Virginia Tech defensive coordinator Bud Foster announced his plan to retire at the conclusion of this season, and he really hasn’t spent much time thinking about it since that early August announcement.
He’ll be reminded of his pending retirement today when the Virginia Tech Athletics Department honors him before the Hokies take on Wake Forest. Kickoff is set for 3:30 p.m. Not to spoil any surprises, the administration has remained silent about exactly what special events are planned to honor Hokie mainstay.
Foster, however, views Saturday as just another game day.
“I haven’t thought about it a whole lot,” he said at a Tuesday news conference when asked about his retirement. “They asked me to say a couple of things, and it kind of hit. Saying some things to a camera that I guess might be put in public, who knows? This game is about the players.”
Foster came to Tech with then-head coach Frank Beamer in 1987 after first playing for Beamer at Murray State and then joining his coaching staff. This season marks his 33rd as an assistant coach at Tech, including the past 23 as the Hokies’ defensive coordinator.
Foster’s defenses have finished in the top 10 in total defense a whopping 11 times during his tenure as the coordinator. Twenty-one of his players have earned All-America honors. Since 1996, 45 of his players have been drafted by the NFL. Eleven of those went in the first or second rounds. He won the Broyles Award as the best assistant in college football in 2006 and was a finalist on numerous other occasions.

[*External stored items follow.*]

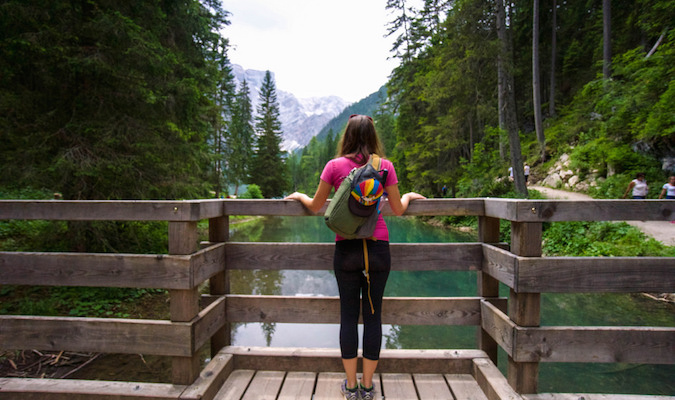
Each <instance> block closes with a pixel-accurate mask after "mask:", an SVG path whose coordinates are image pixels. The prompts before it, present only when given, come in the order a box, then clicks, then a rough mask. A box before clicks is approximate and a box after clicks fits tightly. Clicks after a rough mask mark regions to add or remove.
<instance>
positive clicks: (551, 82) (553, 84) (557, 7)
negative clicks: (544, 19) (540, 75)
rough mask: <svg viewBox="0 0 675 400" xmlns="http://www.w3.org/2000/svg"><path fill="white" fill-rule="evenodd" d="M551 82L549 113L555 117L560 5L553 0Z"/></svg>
mask: <svg viewBox="0 0 675 400" xmlns="http://www.w3.org/2000/svg"><path fill="white" fill-rule="evenodd" d="M551 18H552V21H551V83H550V87H549V93H548V115H549V116H551V117H555V63H556V52H557V50H558V49H557V35H556V31H557V28H558V26H557V25H558V21H557V19H558V5H557V1H556V0H553V15H552V16H551Z"/></svg>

“I’ve been very fortunate and blessed to be at one place as long as I’ve been,” Foster said. “In this profession, you wear a lot of different hats. I’m seen as a coach, but I’d like to think former players and current players see me as more than that. Hopefully, I’ve helped them grow and develop on the field, but most importantly off the field.

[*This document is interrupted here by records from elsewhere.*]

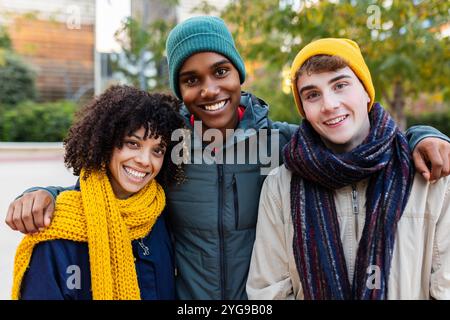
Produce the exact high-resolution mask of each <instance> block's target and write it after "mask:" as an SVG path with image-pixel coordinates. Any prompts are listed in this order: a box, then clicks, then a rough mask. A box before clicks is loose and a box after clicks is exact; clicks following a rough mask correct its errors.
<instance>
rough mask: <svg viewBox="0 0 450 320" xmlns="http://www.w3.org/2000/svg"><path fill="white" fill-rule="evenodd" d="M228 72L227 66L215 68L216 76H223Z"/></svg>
mask: <svg viewBox="0 0 450 320" xmlns="http://www.w3.org/2000/svg"><path fill="white" fill-rule="evenodd" d="M227 74H228V69H227V68H217V70H216V75H217V76H218V77H224V76H226V75H227Z"/></svg>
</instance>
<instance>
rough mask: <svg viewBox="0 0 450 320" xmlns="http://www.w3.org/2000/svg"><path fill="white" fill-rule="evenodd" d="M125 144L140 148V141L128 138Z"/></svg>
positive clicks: (135, 148)
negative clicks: (139, 147)
mask: <svg viewBox="0 0 450 320" xmlns="http://www.w3.org/2000/svg"><path fill="white" fill-rule="evenodd" d="M125 144H126V146H127V147H128V148H130V149H137V148H139V142H137V141H133V140H126V141H125Z"/></svg>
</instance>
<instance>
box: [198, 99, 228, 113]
mask: <svg viewBox="0 0 450 320" xmlns="http://www.w3.org/2000/svg"><path fill="white" fill-rule="evenodd" d="M227 102H228V99H227V100H223V101H220V102H216V103H214V104H204V105H201V106H199V107H200V108H202V109H203V110H206V111H218V110H221V109H223V108H224V107H225V105H226V104H227Z"/></svg>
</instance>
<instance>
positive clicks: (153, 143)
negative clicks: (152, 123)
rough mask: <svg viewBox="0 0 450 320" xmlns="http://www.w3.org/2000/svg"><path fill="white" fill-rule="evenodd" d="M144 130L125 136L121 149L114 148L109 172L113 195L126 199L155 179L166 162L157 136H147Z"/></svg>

“The game has never been about me – it’s been about the players,” Foster said at the news conference. “I’ve been a facilitator, a helper and a mentor to help these guys achieve success. That’s what I’m most proud of. That and the relationships it has created. I want this game to recognize the longevity and consistency we’ve played with around here and the culture we’ve built. I have not taken one snap. I’ve played a lot of snaps emotionally with these players, every one defensively, but I’ve never played one physically.
“This thing Saturday is a celebration of me, but it’s a celebration of every player I’ve coached,” Foster concluded.”